# 程序代写代做代考 data structure algorithm Computational

Computational

Linguistics

Copyright © 2017

Gerald Penn. All

rights reserved.

10A

10A. Log-Likelihood

Dependency Parsing

Gerald Penn

Department of Computer Science, University of Toronto

CSC 2501 / 485

Fall 2018

Based on slides by Yuji Matsumoto, Dragomir Radev,

David Smith and Jason Eisner

2

MOD

Word Dependency Parsing

He reckons the current account deficit will narrow to only 1.8 billion in September.

Raw sentence

Part-of-speech tagging

He reckons the current account deficit will narrow to only 1.8 billion in September.

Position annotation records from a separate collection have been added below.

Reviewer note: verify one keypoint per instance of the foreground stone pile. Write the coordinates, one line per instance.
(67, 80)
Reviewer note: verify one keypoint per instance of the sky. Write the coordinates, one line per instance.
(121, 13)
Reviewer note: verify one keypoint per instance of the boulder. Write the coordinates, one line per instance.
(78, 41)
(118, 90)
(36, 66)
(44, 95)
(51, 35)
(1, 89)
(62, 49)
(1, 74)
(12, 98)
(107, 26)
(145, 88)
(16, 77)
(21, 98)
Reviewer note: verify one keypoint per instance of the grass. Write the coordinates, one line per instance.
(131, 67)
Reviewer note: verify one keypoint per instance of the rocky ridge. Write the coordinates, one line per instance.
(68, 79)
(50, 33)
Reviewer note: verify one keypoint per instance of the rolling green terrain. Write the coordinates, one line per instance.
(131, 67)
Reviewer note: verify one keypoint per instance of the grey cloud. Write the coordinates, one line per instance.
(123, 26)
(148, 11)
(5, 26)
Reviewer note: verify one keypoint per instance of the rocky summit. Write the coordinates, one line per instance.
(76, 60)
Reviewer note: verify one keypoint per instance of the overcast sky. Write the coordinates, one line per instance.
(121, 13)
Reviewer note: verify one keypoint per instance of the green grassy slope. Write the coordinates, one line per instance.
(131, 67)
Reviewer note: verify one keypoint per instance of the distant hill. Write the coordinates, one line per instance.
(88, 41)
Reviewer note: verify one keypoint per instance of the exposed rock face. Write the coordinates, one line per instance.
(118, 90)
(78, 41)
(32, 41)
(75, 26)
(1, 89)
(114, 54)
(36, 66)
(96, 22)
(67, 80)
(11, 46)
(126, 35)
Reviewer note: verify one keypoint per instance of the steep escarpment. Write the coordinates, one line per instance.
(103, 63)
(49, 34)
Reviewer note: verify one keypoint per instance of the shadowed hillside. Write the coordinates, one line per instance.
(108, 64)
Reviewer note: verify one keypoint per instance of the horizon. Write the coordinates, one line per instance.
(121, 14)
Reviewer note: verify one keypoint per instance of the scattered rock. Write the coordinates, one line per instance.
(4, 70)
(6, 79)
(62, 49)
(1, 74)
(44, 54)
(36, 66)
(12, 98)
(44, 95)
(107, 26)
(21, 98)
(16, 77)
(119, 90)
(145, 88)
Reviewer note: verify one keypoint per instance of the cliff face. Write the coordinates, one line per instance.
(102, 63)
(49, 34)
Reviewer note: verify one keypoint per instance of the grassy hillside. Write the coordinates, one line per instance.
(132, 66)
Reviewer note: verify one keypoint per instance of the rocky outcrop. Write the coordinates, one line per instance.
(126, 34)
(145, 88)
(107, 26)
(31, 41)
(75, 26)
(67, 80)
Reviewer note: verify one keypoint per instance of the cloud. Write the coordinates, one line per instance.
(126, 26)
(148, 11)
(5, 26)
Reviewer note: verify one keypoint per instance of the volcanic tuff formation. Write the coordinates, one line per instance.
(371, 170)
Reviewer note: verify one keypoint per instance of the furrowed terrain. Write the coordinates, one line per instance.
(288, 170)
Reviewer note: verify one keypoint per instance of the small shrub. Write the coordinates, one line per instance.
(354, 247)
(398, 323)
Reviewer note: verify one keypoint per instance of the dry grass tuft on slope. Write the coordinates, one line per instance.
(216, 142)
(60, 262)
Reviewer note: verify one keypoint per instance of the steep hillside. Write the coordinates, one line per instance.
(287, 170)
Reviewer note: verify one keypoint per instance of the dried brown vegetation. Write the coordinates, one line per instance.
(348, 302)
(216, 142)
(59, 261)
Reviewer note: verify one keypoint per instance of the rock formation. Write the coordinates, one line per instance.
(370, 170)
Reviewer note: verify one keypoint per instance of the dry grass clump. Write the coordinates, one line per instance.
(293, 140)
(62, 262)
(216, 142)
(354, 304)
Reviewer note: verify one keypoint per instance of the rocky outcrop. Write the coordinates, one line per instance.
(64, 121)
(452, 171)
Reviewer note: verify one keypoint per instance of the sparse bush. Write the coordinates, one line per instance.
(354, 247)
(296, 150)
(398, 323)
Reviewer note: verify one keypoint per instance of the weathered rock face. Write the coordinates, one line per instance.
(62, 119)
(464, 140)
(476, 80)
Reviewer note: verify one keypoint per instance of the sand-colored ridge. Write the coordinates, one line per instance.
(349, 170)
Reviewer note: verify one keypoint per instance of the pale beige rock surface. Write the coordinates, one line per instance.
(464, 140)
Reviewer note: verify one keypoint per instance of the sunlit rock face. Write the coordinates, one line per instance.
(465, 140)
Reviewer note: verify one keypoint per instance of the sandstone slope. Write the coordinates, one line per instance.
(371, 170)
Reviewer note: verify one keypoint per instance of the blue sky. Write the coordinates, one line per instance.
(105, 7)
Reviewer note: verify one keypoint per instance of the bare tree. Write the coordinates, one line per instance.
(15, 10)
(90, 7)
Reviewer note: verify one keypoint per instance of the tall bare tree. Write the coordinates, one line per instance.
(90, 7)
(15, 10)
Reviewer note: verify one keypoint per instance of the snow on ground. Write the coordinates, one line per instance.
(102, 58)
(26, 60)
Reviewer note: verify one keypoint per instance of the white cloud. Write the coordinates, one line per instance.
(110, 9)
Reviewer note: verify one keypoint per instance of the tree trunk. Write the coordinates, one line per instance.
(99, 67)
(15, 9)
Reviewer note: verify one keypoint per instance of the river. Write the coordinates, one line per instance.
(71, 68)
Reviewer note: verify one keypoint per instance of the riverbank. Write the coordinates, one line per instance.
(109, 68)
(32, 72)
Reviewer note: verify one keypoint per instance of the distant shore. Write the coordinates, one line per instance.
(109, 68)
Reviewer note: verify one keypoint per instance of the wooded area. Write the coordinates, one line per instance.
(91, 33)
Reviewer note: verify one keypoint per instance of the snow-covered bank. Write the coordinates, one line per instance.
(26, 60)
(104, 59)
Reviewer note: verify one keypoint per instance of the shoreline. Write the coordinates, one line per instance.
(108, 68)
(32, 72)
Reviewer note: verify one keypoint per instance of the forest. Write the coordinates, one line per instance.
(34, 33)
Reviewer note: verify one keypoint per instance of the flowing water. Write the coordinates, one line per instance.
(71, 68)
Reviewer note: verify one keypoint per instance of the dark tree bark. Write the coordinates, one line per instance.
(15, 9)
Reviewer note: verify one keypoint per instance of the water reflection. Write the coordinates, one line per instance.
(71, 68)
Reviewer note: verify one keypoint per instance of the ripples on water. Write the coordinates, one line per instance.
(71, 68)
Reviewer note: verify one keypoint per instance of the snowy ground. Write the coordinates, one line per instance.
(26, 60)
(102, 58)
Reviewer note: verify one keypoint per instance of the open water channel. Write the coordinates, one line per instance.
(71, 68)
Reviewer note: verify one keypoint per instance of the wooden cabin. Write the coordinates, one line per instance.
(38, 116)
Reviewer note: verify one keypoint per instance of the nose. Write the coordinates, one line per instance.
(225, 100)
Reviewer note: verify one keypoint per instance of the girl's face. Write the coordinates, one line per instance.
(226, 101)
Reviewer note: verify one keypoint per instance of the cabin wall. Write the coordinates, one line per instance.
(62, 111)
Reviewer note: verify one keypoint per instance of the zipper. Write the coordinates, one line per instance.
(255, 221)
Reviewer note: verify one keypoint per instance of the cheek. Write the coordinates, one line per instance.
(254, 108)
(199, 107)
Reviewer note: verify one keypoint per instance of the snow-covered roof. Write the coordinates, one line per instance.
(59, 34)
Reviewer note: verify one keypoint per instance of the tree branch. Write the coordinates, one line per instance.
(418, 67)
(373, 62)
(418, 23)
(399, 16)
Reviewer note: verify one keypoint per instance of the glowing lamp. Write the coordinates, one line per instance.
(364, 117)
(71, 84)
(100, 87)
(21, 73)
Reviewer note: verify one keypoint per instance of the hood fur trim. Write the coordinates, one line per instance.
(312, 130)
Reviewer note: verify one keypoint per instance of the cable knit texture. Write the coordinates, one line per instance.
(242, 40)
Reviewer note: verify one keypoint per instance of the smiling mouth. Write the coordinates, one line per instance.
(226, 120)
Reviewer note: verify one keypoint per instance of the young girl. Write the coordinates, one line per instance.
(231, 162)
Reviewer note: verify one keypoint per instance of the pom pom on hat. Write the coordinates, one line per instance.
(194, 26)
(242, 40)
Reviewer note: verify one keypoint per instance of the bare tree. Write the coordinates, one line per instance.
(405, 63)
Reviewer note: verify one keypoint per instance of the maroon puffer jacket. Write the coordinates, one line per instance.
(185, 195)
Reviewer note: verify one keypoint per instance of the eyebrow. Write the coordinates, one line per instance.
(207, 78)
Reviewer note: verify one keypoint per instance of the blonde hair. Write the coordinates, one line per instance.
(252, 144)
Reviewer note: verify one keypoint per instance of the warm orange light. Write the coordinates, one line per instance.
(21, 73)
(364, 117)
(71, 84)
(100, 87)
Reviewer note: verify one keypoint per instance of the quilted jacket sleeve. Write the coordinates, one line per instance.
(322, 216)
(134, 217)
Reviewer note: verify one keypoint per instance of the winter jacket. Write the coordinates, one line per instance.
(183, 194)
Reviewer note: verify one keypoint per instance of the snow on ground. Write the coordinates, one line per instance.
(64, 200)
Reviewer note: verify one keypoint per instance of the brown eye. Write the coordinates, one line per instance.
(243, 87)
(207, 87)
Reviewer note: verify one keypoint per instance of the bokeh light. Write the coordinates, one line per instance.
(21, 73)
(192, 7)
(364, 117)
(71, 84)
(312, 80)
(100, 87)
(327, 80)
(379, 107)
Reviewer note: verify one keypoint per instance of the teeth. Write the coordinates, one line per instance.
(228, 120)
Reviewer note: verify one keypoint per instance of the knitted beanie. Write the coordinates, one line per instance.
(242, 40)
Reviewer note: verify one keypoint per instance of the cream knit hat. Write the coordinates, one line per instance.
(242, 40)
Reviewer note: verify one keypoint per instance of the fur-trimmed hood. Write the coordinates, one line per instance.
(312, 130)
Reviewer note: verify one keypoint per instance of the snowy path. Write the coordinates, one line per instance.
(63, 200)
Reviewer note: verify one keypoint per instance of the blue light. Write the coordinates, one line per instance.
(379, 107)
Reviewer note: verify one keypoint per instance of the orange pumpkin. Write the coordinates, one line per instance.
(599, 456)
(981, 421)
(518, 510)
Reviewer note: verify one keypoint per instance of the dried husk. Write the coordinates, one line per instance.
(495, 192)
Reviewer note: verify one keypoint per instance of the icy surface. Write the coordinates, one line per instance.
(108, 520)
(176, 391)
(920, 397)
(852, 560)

PRP VBZ DT JJ NN NN MD VB TO RB CD CD IN NNP .

POS-tagged sentence

Word dependency parsing

slide adapted from Yuji Matsumoto

Word dependency parsed sentence

He reckons the current account deficit will narrow to only 1.8 billion in September .

SUBJ

ROOT

S-COMP

SUBJ

SPEC

MOD

MOD

COMP

COMP

Parsing Methods

Shift-Reduce Type Algorithms

◮ Data structures:

◮ Stack [. . . , wi ]S of partially processed tokens

◮ Queue [wj , . . .]Q of remaining input tokens

◮ Parsing actions built from atomic actions:

◮ Adding arcs (wi → wj , wi ← wj)

◮ Stack and queue operations

◮ Left-to-right parsing in O(n) time

◮ Restricted to projective dependency graphs

Dependency Parsing 54(103)

Parsing Methods

Yamada’s Algorithm

◮ Three parsing actions:

Shift

[. . .]S [wi , . . .]Q

[. . . , wi ]S [. . .]Q

Left

[. . . , wi , wj ]S [. . .]Q

[. . . , wi ]S [. . .]Q wi → wj

Right

[. . . , wi , wj ]S [. . .]Q

[. . . , wj ]S [. . .]Q wi ← wj

◮ Algorithm variants:

◮ Originally developed for Japanese (strictly head-final) with only

the Shift and Right actions [Kudo and Matsumoto 2002]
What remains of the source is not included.